AMD is getting ready to sign a deal with Renesas that will give AMD access to Renesas USB 3.0 implementation. This would allow AMD to quickly implement a stable USB 3.0 solution into its chipsets without having to spend time and money on developing its own solution and more importantly, software stack.
We’re hearing reports of Renesas competitors having problems with their software stacks and this is why we’re still waiting for all but Fresco Logic to get their products approved by the USBIF. If this rumour proves to be true, then it means that AMD has had enough of Intel’s silly game and decided to move forward without the blessing of Intel’s xHCI spec.

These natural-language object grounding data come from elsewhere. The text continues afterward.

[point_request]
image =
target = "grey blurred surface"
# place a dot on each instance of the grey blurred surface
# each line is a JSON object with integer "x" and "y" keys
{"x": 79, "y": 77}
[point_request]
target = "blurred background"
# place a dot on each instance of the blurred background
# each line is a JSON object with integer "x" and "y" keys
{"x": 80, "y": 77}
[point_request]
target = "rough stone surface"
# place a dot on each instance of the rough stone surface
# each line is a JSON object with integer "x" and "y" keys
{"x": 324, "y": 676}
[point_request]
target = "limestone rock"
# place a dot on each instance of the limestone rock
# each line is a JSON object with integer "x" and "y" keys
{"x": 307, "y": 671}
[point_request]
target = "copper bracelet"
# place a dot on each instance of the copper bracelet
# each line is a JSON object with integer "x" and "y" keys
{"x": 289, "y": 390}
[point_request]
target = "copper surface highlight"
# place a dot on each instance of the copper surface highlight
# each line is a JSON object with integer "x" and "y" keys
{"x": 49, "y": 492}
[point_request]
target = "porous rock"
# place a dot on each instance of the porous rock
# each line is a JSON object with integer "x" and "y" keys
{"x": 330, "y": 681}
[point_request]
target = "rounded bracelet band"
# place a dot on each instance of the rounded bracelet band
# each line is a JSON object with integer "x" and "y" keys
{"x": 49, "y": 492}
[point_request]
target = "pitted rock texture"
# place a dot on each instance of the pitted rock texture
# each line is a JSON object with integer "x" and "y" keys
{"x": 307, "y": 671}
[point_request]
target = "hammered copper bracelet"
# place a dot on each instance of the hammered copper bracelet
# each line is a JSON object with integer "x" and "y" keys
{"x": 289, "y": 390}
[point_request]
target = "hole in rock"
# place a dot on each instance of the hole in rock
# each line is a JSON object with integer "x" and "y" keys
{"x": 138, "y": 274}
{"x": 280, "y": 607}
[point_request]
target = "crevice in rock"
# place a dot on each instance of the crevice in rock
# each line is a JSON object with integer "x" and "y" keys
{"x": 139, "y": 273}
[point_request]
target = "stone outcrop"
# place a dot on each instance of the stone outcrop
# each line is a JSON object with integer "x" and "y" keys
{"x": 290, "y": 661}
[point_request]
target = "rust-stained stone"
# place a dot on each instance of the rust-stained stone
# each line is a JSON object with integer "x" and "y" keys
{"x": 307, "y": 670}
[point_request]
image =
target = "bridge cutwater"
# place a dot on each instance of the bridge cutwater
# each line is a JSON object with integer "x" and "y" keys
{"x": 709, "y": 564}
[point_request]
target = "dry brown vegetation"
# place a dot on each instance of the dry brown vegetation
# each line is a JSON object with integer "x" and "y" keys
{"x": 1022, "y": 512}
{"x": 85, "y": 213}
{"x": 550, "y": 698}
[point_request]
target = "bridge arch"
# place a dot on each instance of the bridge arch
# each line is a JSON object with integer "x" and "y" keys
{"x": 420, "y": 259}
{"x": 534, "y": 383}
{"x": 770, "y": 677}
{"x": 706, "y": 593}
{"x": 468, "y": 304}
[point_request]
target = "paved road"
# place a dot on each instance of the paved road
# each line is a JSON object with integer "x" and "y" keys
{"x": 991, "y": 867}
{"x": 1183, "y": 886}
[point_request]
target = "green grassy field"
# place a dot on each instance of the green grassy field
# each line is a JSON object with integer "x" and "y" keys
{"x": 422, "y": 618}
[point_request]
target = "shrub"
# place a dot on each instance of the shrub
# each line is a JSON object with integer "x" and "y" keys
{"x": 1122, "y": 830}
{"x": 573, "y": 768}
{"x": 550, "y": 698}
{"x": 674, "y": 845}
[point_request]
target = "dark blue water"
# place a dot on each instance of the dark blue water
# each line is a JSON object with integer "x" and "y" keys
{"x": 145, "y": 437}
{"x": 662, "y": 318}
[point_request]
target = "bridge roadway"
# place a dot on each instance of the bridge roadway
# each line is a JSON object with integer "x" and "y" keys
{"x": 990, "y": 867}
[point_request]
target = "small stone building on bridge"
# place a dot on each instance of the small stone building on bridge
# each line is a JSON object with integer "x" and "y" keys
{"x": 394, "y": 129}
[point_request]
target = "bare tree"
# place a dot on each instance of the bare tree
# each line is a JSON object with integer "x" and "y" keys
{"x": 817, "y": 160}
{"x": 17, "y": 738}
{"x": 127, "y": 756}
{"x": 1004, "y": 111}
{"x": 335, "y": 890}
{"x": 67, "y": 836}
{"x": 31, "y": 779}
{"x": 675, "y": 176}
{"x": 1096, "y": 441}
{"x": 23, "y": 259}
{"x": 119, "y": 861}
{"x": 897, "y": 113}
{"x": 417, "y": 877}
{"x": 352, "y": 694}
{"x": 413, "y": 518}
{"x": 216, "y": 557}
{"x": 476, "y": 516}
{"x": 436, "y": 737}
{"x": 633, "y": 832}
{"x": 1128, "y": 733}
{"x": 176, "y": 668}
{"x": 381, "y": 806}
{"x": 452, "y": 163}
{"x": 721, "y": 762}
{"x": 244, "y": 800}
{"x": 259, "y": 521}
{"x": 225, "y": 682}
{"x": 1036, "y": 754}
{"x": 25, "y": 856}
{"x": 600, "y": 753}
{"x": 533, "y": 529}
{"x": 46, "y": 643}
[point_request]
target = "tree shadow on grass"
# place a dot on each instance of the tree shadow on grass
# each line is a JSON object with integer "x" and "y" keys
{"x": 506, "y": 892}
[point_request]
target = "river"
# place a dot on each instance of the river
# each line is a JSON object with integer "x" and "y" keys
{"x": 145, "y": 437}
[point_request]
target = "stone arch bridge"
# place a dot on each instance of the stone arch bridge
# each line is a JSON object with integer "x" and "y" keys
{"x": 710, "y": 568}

Digitimes claim that the first chipset from AMD to incorporate USB 3.0 support should be the Hudson D1 southbridge which is meant to go with AMD’s upcoming Ontario APUs which are set to launch sometime in the fourth quarter. This also means that we’ll see USB 3.0 from AMD on its notebook platform first, rather than its desktop platform which is usually the case for new technologies like this.
We’re starting to wonder how much Intel’s xHCI spec really matters, especially as Intel is in no hurry to launch its own USB 3.0 supporting chipset. NEC must also be kicking itself for selling off the NEC Electronics division to Renesas, as from what we’ve been told, NEC only expected USB 3.0 to be profitable for about six months or so before it got integrated into chipsets. Now it looks like this time period might well extend over two years or longer when it comes to Intel chipsets, as we have yet to hear or see anything that suggests that Intel will add USB 3.0 support to its chipsets over the next twelve months.